Module raft_log_persistence_architecture

Expand description

§Raft Log Persistence Architecture

This document outlines the design and behavior of the Raft log storage engine. It explains how logs are persisted, how the system handles reads and writes under different strategies, and how consistency is guaranteed across different configurations.

§Overview

Raft logs record the sequence of operations that must be replicated across all nodes in a Raft cluster. Correct and reliable storage of these logs is essential to maintaining the linearizability and safety guarantees of the protocol.

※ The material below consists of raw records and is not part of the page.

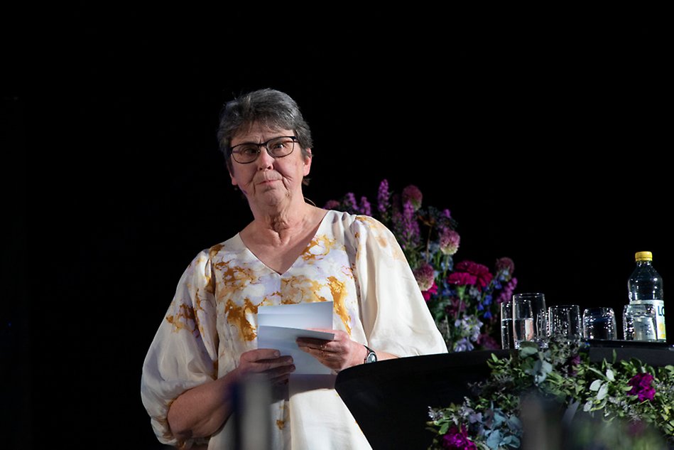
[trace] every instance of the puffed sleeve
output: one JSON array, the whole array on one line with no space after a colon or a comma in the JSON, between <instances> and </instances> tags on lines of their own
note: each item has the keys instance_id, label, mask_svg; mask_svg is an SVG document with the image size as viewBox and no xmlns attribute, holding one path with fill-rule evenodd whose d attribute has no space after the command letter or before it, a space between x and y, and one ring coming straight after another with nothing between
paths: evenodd
<instances>
[{"instance_id":1,"label":"puffed sleeve","mask_svg":"<svg viewBox=\"0 0 674 450\"><path fill-rule=\"evenodd\" d=\"M447 353L394 235L369 216L357 216L351 227L369 345L401 357Z\"/></svg>"},{"instance_id":2,"label":"puffed sleeve","mask_svg":"<svg viewBox=\"0 0 674 450\"><path fill-rule=\"evenodd\" d=\"M141 398L158 440L178 442L167 421L168 408L185 391L217 375L217 331L211 264L200 253L180 277L173 300L143 364Z\"/></svg>"}]
</instances>

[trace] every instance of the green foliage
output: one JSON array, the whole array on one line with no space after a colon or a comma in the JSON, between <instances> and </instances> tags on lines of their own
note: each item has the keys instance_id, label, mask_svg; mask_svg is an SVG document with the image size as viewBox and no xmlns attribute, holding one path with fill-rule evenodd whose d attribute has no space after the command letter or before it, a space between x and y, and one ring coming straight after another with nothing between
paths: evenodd
<instances>
[{"instance_id":1,"label":"green foliage","mask_svg":"<svg viewBox=\"0 0 674 450\"><path fill-rule=\"evenodd\" d=\"M574 448L674 445L674 366L616 360L615 352L610 361L590 362L587 350L582 343L551 341L548 348L525 342L507 358L492 354L489 377L469 386L474 395L459 405L429 407L430 449L458 448L443 439L462 427L473 446L467 448L518 449L521 401L532 395L557 405L560 417L572 417L565 426L573 430L568 434L573 445L581 446Z\"/></svg>"}]
</instances>

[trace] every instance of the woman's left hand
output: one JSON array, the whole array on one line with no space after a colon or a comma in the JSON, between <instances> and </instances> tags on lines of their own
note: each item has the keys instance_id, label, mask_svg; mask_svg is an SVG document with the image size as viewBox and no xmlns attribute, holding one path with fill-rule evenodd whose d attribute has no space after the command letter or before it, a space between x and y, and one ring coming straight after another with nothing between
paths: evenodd
<instances>
[{"instance_id":1,"label":"woman's left hand","mask_svg":"<svg viewBox=\"0 0 674 450\"><path fill-rule=\"evenodd\" d=\"M313 338L297 338L296 342L300 349L315 358L323 365L339 372L361 364L365 359L365 347L363 344L352 341L344 331L325 328L311 329L335 335L332 341Z\"/></svg>"}]
</instances>

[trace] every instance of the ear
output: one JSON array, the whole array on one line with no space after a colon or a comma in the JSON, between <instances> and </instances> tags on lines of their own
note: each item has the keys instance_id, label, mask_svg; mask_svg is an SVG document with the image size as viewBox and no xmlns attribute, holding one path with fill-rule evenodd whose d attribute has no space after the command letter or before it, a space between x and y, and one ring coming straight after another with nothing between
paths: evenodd
<instances>
[{"instance_id":1,"label":"ear","mask_svg":"<svg viewBox=\"0 0 674 450\"><path fill-rule=\"evenodd\" d=\"M313 159L313 155L311 154L311 149L307 149L307 153L309 154L309 157L305 158L304 160L304 171L302 173L304 176L309 175L309 171L311 168L311 161Z\"/></svg>"}]
</instances>

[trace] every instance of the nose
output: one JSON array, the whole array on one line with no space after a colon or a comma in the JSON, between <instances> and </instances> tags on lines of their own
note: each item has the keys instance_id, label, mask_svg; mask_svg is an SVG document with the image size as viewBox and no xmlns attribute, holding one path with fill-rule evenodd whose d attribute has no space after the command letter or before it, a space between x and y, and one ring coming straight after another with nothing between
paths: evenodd
<instances>
[{"instance_id":1,"label":"nose","mask_svg":"<svg viewBox=\"0 0 674 450\"><path fill-rule=\"evenodd\" d=\"M273 166L276 158L269 154L269 150L266 146L262 146L260 149L260 155L257 157L255 162L260 168L265 168Z\"/></svg>"}]
</instances>

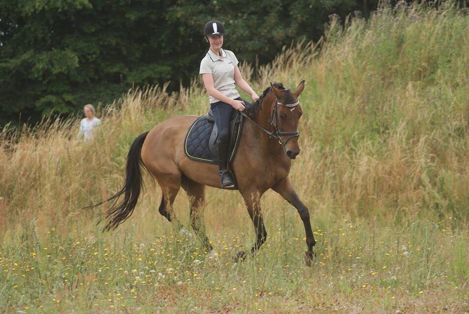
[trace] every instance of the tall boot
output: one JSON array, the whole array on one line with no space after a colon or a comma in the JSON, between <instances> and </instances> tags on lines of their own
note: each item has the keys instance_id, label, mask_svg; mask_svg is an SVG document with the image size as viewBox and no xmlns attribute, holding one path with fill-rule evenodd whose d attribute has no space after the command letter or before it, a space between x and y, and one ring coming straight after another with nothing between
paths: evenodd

Our log engine supports two persistence strategies:

DiskFirst: Prioritizes durability.
MemFirst: Prioritizes performance.

Both strategies support configurable flush policies to control how memory contents are persisted to disk.

§Persistence Strategies

§DiskFirst

Write Path: On append, entries are first synchronously written to disk. Once confirmed, they are cached in memory.
Read Path: Reads are served from memory. If the requested entry is missing, it is loaded from disk and cached.
Startup Behavior: Does not preload all entries from disk into memory. Instead, entries are loaded lazily on access.
Durability: Ensures strong durability. A log is never considered accepted until it is safely written to disk.
Memory Use: Memory acts as a read-through cache for performance optimization.

§MemFirst

Write Path: Entries are first written to memory and acknowledged immediately. Disk persistence is handled asynchronously in the background.
Read Path: Reads are served from memory only. If an entry is not present in memory, it is considered nonexistent.
Startup Behavior: Loads all log entries from disk into memory during startup.
Durability: Durability is best-effort and depends on the flush policy. Recent entries may be lost if a crash occurs before flushing.
Memory Use: Memory holds the complete working set of logs.

§Flush Policies

Flush policies control how and when in-memory data is persisted to disk. These are especially relevant in MemFirst mode, but are also applied in DiskFirst to control how memory state is flushed (e.g., snapshots, metadata, etc).

§Types

Immediate
- Flush to disk immediately after every log write.
- Ensures maximum durability, but higher I/O latency.
Batch { threshold, interval }
- Flush to disk when:
  - The number of unflushed entries exceeds threshold, or
  - The elapsed time since last flush exceeds interval milliseconds.
- Balances performance and durability.
- May lose recent entries on crash.

§Read & Write Semantics

Operation	DiskFirst	MemFirst
Write	Write to disk → cache in memory	Write to memory → async flush
Read	From memory; fallback to disk	Memory only; missing = absent
Startup	Lazy-loading on access	Preload all entries into memory
Flush	Controlled via `flush_policy`	Controlled via `flush_policy`
Data loss on crash	No (after disk fsync)	Possible if not flushed

§Consistency Guarantees

Property	DiskFirst	MemFirst
Linearizability	✅ (strict)	✅ (with quorum + sync on commit)
Durability (Post-Commit)	✅ Always	❌ Depends on flush policy
Availability (Under Load)	❌ Lower	✅ Higher
Crash Recovery	✅ Strong	❌ Recent entries may be lost
Startup Readiness	✅ Fast	❌ Slower (full load)

§Recommended Use Cases

Strategy	Best For
DiskFirst	Systems that require strong durability and consistent recovery (e.g., databases, distributed ledgers)
MemFirst	Systems that favor latency and availability, and can tolerate recovery from snapshots or re-election (e.g., in-memory caches, ephemeral workloads)

§Developer Notes

Log Truncation & Compaction: Logs should be truncated after snapshotting, regardless of strategy.
Backpressure: In MemFirst, developers should implement backpressure if memory usage exceeds thresholds.
Lazy Loading: In DiskFirst, avoid head-of-line blocking by prefetching future entries when cache misses occur.
Flush Daemon: Use a background task to monitor and enforce flush policy under MemFirst.

§Future Improvements

Snapshot-aware recovery to reduce startup times for MemFirst.
Tiered storage support (e.g., WAL on SSD, archival on HDD or cloud).
Intelligent adaptive flush control based on workload.